Dia tak ragu terhadap sesuatu yang ditunjukkan oleh kalimat tersebut, ia
meyakini sesuatu yang terdapat padanya, dan mencintai sesuatu yang
ditunjukkannya. Akhirnya, bekas, dan cahayanya semakin kuat dalam hati. Jika
demikian, maka kalimat itu akan membakar sesuatu yang dihadapinya berupa
dosa-dosa. Adapun orang yang tidak sempurna keikhlasannya dalan kalimat itu,
maka gulungan dosa tersebut tidak akan terangkat (melayang)”.
Oleh karena itu, seorang
muslim perlu mengetahui makna tauhid yang dikandung oleh kalimat syahadat, agar
ia tak sekedar mengucapkannya, dalam keadaan hampa dr makna dan tujuan kalimat
tauhid itu.
Al- Allamah Abdur
Rahman bin Nashir As-Sa’diy rahimahullah berkata dalam Al-Qoul As-Sadid
(hal. 32), “Tauhid adalah mengilmui dan mengetahui akan
ke-Esaan Allah dan sifat-sifat-Nya yang sempurna dan mengikhlaskan (memurnikan)
ibadah hanya kepada-Nya”.
Seorang yang
mengucapkan dan meyakini kalimat syahadat, harus mengerjakan dua
syarat:
· Pertama,
nafyul uluhiyah (meniadakan semua sesembahan) bagi selain Allah,
yaitu mengetahui dan meyakini bahwa tidak ada hamba yang mempunyai hak uluhiyah
(penyembahan dan peribadatan) sedikitpun dan tidak berhak diibadahi, baik
itu para nabi, malaikat, jin, kiyai, orang sholih, para raja, dan lainnya. Tidak
seorang pun yang memiliki bagian sedikit pun dari uluhiyah-Nya. Jadi,
makhluk tidak boleh dido’ai, di-istighotsahi, dimintai tolong dalam perkara
yang tak mampu ia lakukan, kecuali Allah.
· Kedua,
itsbatul uluhiyah (menetapkan hak penyembahan) hanya kepada Allah
saja, tidak ada sekutu bagi-Nya, serta menetapkan keesaan-Nya dalam semua makna
penyembahan dan peribadatan, dan semua sifat-Nya yang sempurna. Semua hamba
tidak cukup hanya meyakini ini saja.

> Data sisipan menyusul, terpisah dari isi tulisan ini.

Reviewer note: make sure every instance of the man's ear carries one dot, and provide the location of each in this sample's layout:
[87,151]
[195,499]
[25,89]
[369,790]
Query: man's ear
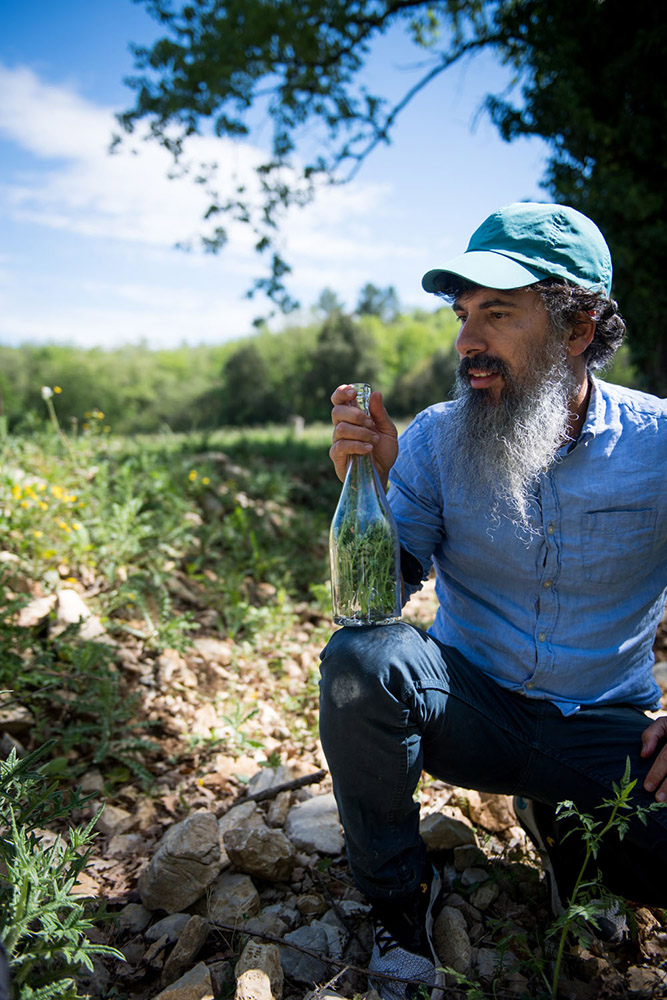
[581,334]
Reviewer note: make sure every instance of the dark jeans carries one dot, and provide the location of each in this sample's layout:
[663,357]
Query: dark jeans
[394,701]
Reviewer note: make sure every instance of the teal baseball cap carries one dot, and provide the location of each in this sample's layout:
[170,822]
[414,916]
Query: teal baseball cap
[527,242]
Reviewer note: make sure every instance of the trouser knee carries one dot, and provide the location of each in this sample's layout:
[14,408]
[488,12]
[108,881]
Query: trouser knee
[361,667]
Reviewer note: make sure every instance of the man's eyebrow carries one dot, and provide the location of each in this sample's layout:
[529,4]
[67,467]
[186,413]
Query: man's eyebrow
[487,304]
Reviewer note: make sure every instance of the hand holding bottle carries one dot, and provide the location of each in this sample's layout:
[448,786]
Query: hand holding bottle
[358,433]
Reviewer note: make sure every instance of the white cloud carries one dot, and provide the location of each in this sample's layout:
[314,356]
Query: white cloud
[121,215]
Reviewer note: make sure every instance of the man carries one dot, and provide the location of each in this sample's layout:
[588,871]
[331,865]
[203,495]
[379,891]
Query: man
[539,496]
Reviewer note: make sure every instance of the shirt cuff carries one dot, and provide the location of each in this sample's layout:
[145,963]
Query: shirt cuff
[411,568]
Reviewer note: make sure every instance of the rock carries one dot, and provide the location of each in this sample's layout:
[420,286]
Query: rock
[126,843]
[266,924]
[469,856]
[190,942]
[170,926]
[492,812]
[262,852]
[169,664]
[279,808]
[313,825]
[451,941]
[322,938]
[487,894]
[230,899]
[443,833]
[92,781]
[133,918]
[194,985]
[470,912]
[646,982]
[9,743]
[311,904]
[186,862]
[268,778]
[259,973]
[72,609]
[471,876]
[36,612]
[490,961]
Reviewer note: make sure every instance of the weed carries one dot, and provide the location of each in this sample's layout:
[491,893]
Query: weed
[589,898]
[43,926]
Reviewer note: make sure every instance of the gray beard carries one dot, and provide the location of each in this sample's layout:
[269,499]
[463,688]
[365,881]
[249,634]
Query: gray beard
[503,447]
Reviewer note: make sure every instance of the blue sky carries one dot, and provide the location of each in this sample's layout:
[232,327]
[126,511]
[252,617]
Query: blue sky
[87,240]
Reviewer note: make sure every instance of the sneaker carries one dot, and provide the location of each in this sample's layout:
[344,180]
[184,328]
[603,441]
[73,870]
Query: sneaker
[539,822]
[403,952]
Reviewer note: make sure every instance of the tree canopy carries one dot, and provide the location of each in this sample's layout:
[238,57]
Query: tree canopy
[589,79]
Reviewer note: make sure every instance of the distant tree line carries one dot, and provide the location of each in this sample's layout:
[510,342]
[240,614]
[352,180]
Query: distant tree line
[259,379]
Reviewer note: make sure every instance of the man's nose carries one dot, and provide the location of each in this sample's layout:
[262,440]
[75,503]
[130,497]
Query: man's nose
[471,338]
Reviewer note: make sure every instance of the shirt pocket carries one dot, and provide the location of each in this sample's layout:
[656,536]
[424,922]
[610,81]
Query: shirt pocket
[617,545]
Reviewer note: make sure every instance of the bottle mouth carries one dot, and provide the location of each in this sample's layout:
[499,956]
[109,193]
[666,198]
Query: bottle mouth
[363,391]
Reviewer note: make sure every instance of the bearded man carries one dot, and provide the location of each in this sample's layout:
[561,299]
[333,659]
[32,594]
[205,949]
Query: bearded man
[538,494]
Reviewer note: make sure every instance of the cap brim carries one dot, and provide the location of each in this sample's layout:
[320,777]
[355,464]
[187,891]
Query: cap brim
[483,267]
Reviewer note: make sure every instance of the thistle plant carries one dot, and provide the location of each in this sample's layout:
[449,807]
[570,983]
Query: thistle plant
[43,926]
[589,898]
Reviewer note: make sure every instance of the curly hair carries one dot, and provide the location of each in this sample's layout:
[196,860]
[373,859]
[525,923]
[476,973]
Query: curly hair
[563,300]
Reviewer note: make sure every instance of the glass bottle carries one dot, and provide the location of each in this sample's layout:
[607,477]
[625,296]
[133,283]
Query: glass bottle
[364,546]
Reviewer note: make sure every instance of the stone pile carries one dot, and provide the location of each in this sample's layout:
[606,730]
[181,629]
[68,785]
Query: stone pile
[258,881]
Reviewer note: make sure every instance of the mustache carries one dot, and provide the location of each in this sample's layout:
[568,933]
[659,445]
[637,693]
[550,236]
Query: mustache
[483,363]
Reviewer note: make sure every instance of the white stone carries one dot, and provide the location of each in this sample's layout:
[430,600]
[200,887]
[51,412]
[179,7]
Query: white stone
[313,825]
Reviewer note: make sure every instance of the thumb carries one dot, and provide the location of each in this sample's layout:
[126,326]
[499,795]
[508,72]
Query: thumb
[381,418]
[651,736]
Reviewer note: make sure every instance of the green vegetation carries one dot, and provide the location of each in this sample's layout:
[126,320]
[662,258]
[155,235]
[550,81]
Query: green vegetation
[364,572]
[266,378]
[222,67]
[44,925]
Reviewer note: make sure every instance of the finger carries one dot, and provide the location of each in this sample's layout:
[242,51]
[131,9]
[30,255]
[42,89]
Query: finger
[379,414]
[351,413]
[652,736]
[343,394]
[346,431]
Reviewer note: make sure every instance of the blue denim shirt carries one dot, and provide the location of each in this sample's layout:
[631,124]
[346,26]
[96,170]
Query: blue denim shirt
[568,613]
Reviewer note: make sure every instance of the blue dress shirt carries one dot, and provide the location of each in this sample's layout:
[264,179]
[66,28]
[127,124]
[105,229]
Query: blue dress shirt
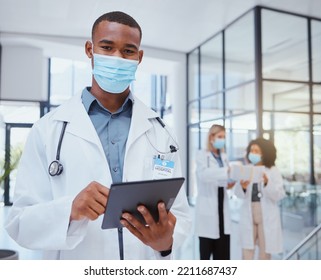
[112,129]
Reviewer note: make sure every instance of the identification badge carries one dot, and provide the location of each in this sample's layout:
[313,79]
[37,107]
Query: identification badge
[163,169]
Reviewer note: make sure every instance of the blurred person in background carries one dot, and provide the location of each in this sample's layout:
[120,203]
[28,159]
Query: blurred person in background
[212,221]
[260,220]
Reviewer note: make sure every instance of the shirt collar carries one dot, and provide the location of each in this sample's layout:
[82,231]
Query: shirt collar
[88,99]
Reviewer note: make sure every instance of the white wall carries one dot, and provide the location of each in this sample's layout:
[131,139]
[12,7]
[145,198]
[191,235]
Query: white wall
[24,73]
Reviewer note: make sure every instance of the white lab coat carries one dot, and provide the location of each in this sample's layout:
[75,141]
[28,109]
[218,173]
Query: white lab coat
[209,177]
[39,218]
[272,193]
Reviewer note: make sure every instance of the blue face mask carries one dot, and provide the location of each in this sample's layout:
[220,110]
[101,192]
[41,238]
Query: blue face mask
[254,158]
[219,143]
[114,74]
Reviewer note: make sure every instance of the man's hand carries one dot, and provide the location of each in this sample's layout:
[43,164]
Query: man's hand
[157,235]
[244,184]
[90,202]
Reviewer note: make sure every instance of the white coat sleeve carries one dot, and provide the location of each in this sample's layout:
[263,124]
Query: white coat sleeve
[274,190]
[208,173]
[36,220]
[239,192]
[181,210]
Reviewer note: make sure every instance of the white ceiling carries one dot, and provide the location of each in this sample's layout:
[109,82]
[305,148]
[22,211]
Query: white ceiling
[178,25]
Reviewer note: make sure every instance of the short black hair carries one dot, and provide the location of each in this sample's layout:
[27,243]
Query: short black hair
[268,151]
[119,17]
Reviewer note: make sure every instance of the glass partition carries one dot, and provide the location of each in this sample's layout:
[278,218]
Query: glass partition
[293,97]
[317,148]
[212,107]
[240,100]
[316,50]
[239,51]
[211,66]
[193,75]
[284,46]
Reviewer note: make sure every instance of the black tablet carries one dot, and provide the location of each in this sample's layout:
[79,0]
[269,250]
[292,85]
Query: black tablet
[125,197]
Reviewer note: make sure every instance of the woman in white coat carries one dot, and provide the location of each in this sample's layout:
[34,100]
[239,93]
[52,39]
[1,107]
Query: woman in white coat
[62,214]
[260,221]
[212,221]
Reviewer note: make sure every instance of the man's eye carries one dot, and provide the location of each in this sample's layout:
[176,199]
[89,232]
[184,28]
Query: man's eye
[106,48]
[129,51]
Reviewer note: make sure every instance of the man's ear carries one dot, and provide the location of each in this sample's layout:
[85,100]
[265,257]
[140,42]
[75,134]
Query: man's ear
[141,54]
[89,49]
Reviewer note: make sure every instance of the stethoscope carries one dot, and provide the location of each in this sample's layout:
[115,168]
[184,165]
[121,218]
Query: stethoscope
[56,168]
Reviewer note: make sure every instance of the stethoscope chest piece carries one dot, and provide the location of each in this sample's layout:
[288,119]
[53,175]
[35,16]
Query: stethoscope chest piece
[55,168]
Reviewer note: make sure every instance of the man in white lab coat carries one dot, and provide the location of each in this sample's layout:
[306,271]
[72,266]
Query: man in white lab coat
[105,135]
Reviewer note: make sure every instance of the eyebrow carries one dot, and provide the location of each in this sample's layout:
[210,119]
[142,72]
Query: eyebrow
[105,41]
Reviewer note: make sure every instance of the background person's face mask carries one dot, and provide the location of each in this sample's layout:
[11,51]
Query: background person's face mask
[219,143]
[114,74]
[254,158]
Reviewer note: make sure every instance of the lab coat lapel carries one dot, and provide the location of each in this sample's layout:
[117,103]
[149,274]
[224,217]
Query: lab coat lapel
[79,123]
[140,122]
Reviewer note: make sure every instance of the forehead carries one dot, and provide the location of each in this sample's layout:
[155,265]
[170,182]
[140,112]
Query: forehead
[255,147]
[116,32]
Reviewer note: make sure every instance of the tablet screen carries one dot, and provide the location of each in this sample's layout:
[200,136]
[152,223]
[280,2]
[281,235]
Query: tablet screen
[125,197]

Tapi dia juga harus mewujudkannya dengan
mengikhlaskan dien (ibadah dan ketaatannya), menegakkan Islam dan
melaksanakan hak-hak Allah serta kawajiban seorang hamba yang ditujukan kepada
Allah untuk mendapatkan ridha dan pahala dari-Nya.
Bisa dipahami
bahwa hakekat tafsir “syahadat” yang sempurna adalah bara’ (berlepas
diri) dari sesembahan selain Allah, tidak membuat tandingan-tandingan bagi
Allah -Tabaroka wa Ta'ala-, tidak mencintai sesuatupun melebihi cintanya kepada
Allah.
Tentang makna “La
ilaha illallah”, Rasulullah -Shallallahu 'alaihi wa
sallam- bersabda,
مَنْ
قَالَ لاَ إِلَهَ إِلاَّ اللهُ وَكَفَرَ بِمَا يُعْبَدُ مِنْ دُوْنِ اللهِ حَرُمَ مَالُهُ
وَدَمُهُ وَحِسَابُهُ عَلَى اللهِ.
“Baransiapa yanng mengucapkan “La ilaha
illallah” dan dia mengingkari semua yang disembah selain Allah, maka
haram harta dan darahnya, adapun perhitungannya terserah Allah”. [HR. Muslim
dalam Shohih-nya (23),
Ath-Thobroniy dalam Al-Kabir (8190), dan lainnya]
Orang yang hanya
mengucapkan “La ilaha illallah’’ di lisan saja
sedang dia tidak mengerti maknanya, tidak mengikrarkannya, berdo’a tidak hanya
kepada Allah saja, maka darah dan hartanya tidak terjaga sebelum dia
mengingkari sesembahan-sesembahan selainnya, Namun kalau dia ragu-ragu dan tak
tahu, maka tidak ada jaminan atas harta dan darahnya.
Jadi, jelas bahwa
mengucapkan “La ilaha illallah” haruslah yakin tentang
wajibnya beribadah hanya kepada Allah saja, tidak ada sekutu bagi-Nya, disertai
keikhlasan baik ucapan dan keyakinannya. Selain itu,
ia juga harus bara’ (berlepas diri) dari selain-Nya dalam hal ibadah,
ketaatan dan ketundukan.
Syahadat yang murni adalah yang bersih dan tidak ada noda-noda syirik, baik
syirik akbar (besar) yaitu beribadah kepada selain Allah, maupun syirik asqhar
(kecil) seperti riya’ firman Allah,
وَاعْبُدُوا اللَّهَ وَلَا تُشْرِكُوا بِهِ شَيْئًا وَبِالْوَالِدَيْنِ
إِحْسَانًا وَبِذِي الْقُرْبَى وَالْيَتَامَى وَالْمَسَاكِينِ وَالْجَارِ ذِي الْقُرْبَى
وَالْجَارِ الْجُنُبِ وَالصَّاحِبِ بِالْجَنْبِ وَابْنِ السَّبِيلِ وَمَا مَلَكَتْ
أَيْمَانُكُمْ إِنَّ اللَّهَ لَا يُحِبُّ مَنْ كَانَ مُخْتَالًا فَخُورًا
“Sembahlah
Allah dan janganlah kamu mempersekutukan-Nya dengan sesuatupun. Dan berbuat
baiklah kepada dua orang ibu-bapa, karib-kerabat, anak-anak yatim, orang-orang
miskin, tetangga yang dekat dan tetangga yang jauh, teman sejawat, ibnu sabil
dan hamba sahayamu. Sesungguhnya Allah tidak menyukai orang-orang yang sombong
dan membangga-banggakan diri”. (QS. An-Nisa: 36)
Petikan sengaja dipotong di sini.